FX Daily: Trive Bearish on AUD/CHF
The Australia Monthly CPI came in higher, with some measures showing signs of cooling. However, this data alone isn't enough to prompt the RBA to consider a rate cut. Meanwhile, as geopolitical tensions ease, France continues to face pressure due to its weaker fundamentals.
AUD: Not so easy
The near-term outlook for the AUD remains supported by domestic factors, with the latest RBA meeting minutes indicating that the Board is likely to keep rates on hold for an extended period due to ongoing inflation uncertainty. The RBA stressed the importance of remaining vigilant against inflation risks, maintaining that policy must stay restrictive. Although the minutes suggest a hawkish tone, they also reveal the Board’s reluctance to hike rates, favouring a steady cash rate to gradually manage inflation, even if it takes longer to meet targets. However, external factors present challenges for the AUD. Iron ore prices have fallen below USD 100 per ton, and while investors are cautiously returning to carry trades, the RBA continues to resist market expectations of a 25bps rate cut by year-end.
Australia’s monthly inflation data surprised modestly to the upside. Headline inflation came out at 3.5% y/y, down from 3.8% y/y, but slightly a bit higher than the consensus forecast of 3.4% y/y. Although few measures are cooling, this data supports the RBA’s rhetoric that it is too early to discuss rate cuts and the central bank will likely wait on the Q3 inflation data in late October.
As a reminder, the most recent RBA Minutes from the August 5th-6th meeting noted that the Board considered a rate hike but ultimately decided that holding rates steady better balanced the risks. RBA Governor Michele Bullock reiterated a hawkish stance in the post-meeting press conference, stating that while a rate cut is not on the near-term agenda, the Board is ready to raise rates if necessary. She also emphasized that market pricing for rate cuts over the next six months does not align with the Board’s outlook.
CHF: Unchanged
From a broader perspective, Switzerland's fundamental outlook remains steady, with the market still expecting a potential rate cut from the SNB later this year. July inflation data came in at 1.3% y/y, which is in line with the SNB’s forecasts, suggesting that the central bank may maintain its current stance. During the June meeting, SNB President Thomas Jordan expressed concerns about a strong CHF, noting it could hurt domestic importers and exacerbate inflationary pressures. However, the recent strength of the CHF may be driven by market hedging as investors grow increasingly concerned about a potential US recession.

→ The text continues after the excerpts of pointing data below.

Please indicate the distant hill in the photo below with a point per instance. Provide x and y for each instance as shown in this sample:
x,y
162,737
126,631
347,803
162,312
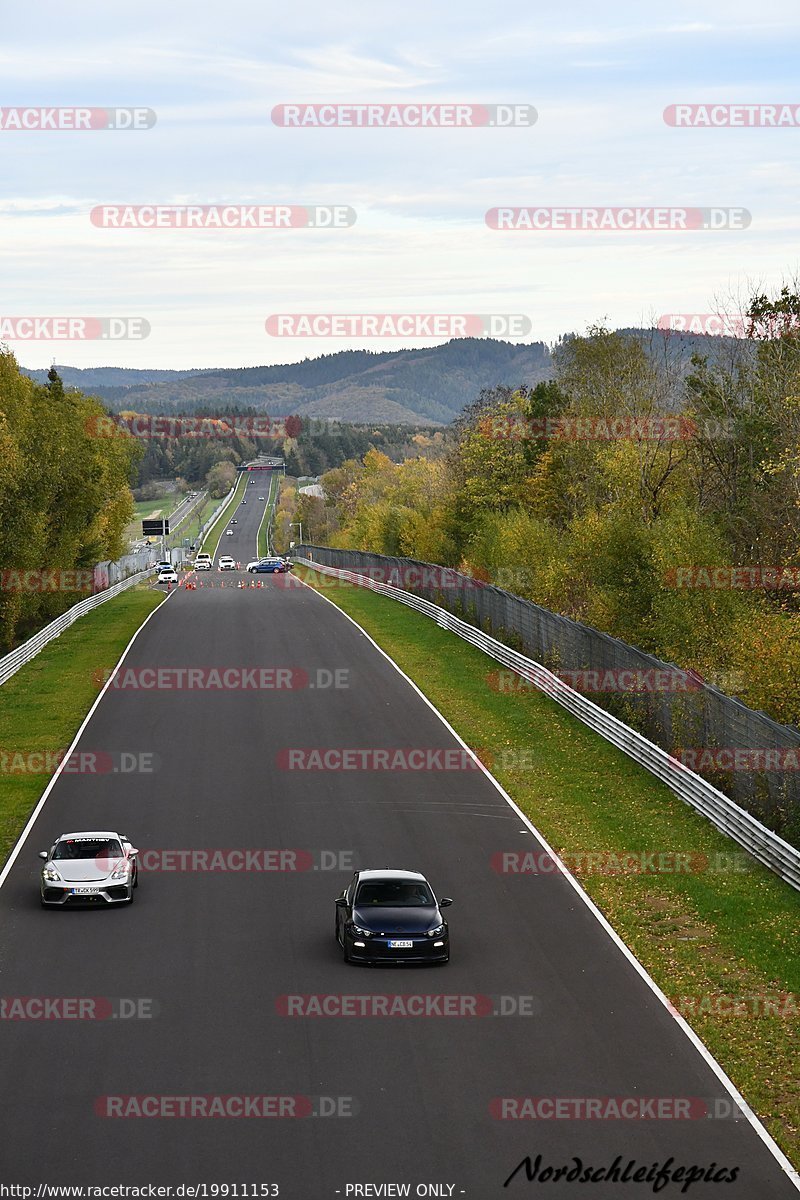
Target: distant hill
x,y
421,387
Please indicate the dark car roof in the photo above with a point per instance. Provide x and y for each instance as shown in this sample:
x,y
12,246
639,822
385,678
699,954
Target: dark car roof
x,y
386,874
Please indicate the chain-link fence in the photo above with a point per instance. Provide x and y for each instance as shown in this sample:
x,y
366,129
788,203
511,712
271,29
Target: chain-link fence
x,y
750,757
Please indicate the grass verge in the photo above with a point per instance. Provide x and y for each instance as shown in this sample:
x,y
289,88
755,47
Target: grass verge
x,y
42,706
720,943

Goldman Sachs recently suggested that the SNB likely intervened last week to curb CHF strength, citing unusual price action, a rise in sight deposits, and the SNB’s historical patterns. Looking ahead, the CHF agenda is relatively light, with no significant events likely to drive the currency. Additionally, without further developments from geopolitical tensions, such as a response from Iran, the CHF’s recent strength could gradually fade.